DESCRIPTION (provided by applicant): Modulation of inflammation and adaptive immunity by a progesterone receptor Female sex steroids like progesterone (Pg) are powerful modulators of the immune system. High Pg states, such as pregnancy, are associated with remission of common autoimmune diseases like rheumatoid arthritis, and suppression of T helper type 1 (Th1) responses - effects recapitulated in animal models after Pg treatment. Increased Th1-related cytokines are associated with pre-term birth, a major cause of morbidity and mortality; Pg supplementation is used successfully to prevent it. Pregnancy and Pg treatment in animals leads to altered immunoglobulin levels and antibody responses to immunization. Women using injectable Pg contraception are at significantly increased risk of HIV infection; and this form of birth control is used by an estimated 50 million women, increasingly in Sub-Sahara Africa where HIV is epidemic. Nevertheless, the cellular and molecular targets of Pg immunomodulation in vivo are largely unknown. Immune cells express at least 2 Pg receptor types: intracellular Pg receptors (iPRs) and recently discovered membrane PRs (mPRs). Natural and synthetic progestins bind with variable affinities to these 2 receptors. iPRs are well characterized in reproductive tissues, but their immune functions in vivo remain unexplored.

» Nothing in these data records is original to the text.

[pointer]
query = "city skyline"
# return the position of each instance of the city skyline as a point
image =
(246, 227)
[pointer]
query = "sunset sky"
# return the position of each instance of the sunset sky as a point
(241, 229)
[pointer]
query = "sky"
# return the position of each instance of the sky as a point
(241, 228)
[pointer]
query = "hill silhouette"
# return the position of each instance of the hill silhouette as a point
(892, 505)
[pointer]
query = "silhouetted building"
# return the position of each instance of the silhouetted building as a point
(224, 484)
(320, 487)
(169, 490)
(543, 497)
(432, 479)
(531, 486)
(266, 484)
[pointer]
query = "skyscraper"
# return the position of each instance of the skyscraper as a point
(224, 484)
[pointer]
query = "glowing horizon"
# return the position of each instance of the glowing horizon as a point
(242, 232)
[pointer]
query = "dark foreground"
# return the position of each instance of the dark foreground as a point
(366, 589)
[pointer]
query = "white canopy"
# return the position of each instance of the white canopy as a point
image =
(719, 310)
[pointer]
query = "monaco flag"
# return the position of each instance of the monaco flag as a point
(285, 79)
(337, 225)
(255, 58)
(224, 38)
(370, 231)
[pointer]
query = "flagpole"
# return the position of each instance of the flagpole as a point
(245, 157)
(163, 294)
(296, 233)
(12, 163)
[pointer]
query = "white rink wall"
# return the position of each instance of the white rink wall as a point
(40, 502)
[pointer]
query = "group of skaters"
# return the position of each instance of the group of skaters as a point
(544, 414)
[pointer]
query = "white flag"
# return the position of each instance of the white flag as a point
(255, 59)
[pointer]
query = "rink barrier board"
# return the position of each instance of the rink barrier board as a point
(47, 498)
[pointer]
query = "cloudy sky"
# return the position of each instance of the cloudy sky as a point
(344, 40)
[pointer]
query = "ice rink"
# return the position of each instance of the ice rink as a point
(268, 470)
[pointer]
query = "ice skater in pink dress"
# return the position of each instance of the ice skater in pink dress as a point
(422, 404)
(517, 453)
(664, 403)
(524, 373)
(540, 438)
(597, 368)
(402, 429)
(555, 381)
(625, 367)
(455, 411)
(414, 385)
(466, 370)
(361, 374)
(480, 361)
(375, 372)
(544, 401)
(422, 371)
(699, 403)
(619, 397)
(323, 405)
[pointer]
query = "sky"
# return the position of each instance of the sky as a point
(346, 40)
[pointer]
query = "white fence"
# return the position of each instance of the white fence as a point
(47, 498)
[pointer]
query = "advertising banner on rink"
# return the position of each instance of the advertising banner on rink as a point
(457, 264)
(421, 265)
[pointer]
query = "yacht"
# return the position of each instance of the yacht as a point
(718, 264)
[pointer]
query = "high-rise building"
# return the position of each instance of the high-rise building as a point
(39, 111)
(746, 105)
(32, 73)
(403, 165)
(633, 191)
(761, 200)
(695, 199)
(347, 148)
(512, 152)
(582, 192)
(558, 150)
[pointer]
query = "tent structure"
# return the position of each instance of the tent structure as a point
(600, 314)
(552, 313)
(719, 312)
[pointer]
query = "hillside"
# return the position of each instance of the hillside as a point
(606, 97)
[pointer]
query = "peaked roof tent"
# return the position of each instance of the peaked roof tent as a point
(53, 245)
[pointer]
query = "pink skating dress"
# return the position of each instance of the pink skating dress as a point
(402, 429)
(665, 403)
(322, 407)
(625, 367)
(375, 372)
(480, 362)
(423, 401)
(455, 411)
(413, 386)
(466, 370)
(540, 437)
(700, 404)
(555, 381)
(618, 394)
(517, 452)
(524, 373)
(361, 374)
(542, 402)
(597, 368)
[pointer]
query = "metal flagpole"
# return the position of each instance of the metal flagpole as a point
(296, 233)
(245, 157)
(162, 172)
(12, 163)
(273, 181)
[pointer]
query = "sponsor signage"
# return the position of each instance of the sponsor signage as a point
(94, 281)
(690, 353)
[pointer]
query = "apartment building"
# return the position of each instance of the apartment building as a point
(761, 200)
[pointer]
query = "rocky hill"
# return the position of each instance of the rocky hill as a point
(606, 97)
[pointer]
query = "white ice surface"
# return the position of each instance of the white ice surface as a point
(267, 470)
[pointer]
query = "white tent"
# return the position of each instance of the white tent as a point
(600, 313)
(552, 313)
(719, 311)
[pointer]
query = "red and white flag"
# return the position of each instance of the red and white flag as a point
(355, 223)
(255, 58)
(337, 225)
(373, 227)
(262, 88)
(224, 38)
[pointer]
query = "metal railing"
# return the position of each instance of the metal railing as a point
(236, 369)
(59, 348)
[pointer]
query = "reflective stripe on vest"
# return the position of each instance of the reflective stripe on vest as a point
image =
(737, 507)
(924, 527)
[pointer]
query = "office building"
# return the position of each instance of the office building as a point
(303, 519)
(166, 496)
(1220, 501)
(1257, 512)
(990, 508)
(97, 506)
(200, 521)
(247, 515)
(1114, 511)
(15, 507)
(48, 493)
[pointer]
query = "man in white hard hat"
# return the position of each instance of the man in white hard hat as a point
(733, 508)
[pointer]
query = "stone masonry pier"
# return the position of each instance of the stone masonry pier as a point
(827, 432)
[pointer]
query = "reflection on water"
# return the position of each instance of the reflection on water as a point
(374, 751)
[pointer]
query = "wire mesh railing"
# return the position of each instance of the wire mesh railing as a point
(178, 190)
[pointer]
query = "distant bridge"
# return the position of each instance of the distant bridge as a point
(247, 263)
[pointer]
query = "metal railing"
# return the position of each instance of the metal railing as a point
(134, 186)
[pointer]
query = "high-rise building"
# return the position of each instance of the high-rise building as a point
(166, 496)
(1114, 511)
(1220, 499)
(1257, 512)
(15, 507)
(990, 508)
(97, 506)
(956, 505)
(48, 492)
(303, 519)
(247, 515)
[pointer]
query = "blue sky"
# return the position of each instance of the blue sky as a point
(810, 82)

Here, we propose to clarify cellular and molecular targets of Pg immunomodulation in vivo by assessing how loss of iPRs in CD4+ T cells, B cell or dendritic cells impacts inflammation and adaptive immune responses before and after Pg treatment. Comparing vehicle- vs. Pg-treatments within iPR+ mice will allow us to define Pg's effects in our system; comparing iPR+ vs. iPR- groups will allow us to determine which effects require iPRs, and in which cell types, and under what hormonal conditions they are operational. These experiments will clarify cellular and molecular mechanisms of Pg immunomodulation and reveal a framework for understanding important clinical phenomena impacting global health, women's health, maternal-fetal medicine and autoimmunity.

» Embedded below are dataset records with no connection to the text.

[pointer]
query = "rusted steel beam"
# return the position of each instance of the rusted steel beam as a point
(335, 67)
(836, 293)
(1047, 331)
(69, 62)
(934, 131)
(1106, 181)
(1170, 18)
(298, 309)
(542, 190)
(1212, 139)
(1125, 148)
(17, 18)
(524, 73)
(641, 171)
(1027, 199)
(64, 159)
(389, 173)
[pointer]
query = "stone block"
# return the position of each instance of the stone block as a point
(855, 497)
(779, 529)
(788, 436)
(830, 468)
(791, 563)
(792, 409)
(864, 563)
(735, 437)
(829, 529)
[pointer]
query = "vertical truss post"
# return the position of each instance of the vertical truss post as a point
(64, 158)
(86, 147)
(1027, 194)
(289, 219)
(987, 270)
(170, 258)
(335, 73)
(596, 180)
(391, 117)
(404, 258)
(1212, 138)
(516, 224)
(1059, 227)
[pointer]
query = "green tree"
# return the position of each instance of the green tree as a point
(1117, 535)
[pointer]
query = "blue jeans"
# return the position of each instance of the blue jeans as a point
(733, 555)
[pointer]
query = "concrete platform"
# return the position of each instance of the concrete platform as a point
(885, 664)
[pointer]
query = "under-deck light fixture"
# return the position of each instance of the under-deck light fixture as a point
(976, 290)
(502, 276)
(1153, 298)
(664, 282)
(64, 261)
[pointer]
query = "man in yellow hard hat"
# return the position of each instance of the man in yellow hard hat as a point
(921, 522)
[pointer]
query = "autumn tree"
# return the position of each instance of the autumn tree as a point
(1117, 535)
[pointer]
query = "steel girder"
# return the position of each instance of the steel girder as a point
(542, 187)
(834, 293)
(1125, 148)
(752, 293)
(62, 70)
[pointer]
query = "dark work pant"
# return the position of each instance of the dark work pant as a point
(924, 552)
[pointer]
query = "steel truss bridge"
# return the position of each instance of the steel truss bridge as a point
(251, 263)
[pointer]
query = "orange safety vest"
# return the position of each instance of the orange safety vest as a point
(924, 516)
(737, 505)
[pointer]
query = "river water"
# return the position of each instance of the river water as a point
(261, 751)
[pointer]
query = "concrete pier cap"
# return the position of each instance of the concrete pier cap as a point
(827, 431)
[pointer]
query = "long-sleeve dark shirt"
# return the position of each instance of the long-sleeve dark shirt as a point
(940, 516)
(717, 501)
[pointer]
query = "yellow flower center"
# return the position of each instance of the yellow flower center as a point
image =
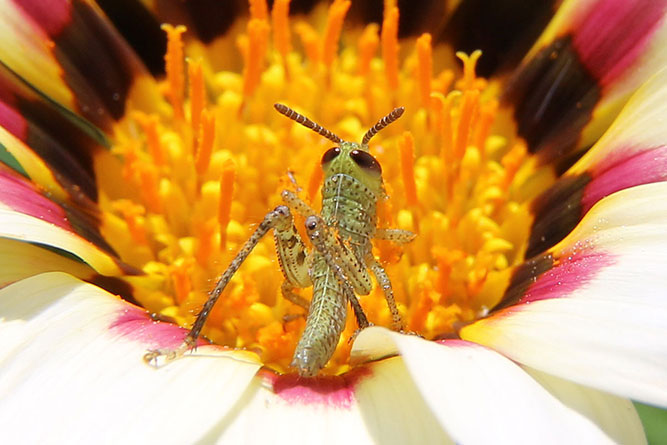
(199, 174)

描述(由申请人提供)：孕激素受体对炎症和适应性免疫的调节作用女性性激素，如孕酮(PG)是免疫系统的强大调节剂。高PG状态，如怀孕，与类风湿性关节炎等常见自身免疫性疾病的缓解和T辅助1型(Th1)反应的抑制有关-在PG治疗后的动物模型中总结了这些效应。Th1相关细胞因子的增加与早产有关，早产是发病率和死亡率的主要原因；补充PG成功地预防了早产。怀孕和对动物进行PG治疗会导致免疫球蛋白水平和免疫抗体反应的改变。使用注射前列腺素避孕药的妇女感染艾滋病毒的风险大大增加；估计有5000万妇女使用这种形式的节育措施，在艾滋病毒流行的撒哈拉以南非洲地区越来越多。然而，PG在体内的免疫调节的细胞和分子靶点很大程度上是未知的。免疫细胞至少表达两种PG受体类型：胞内PG受体(IPRs)和新近发现的膜PG受体(MPR)。天然和合成的孕激素与这两种受体的亲和力各不相同。IPRs在生殖组织中具有很好的特性，但其在体内的免疫功能仍未被研究。在这里，我们建议通过评估PG治疗前后CD4+T细胞、B细胞或树突状细胞中IPR的丢失对炎症和适应性免疫反应的影响来阐明PG免疫调节的细胞和分子靶点。在IPR+小鼠体内比较赋形剂和PG治疗将使我们能够定义PG在我们系统中的影响；比较IPR+和IPR-组将使我们能够确定哪些效果需要IPR，在哪些细胞类型中，以及在什么激素条件下它们是有效的。这些实验将阐明PG免疫调节的细胞和分子机制，并揭示一个框架，以了解影响全球健康、妇女健康、母婴医学和自身免疫的重要临床现象。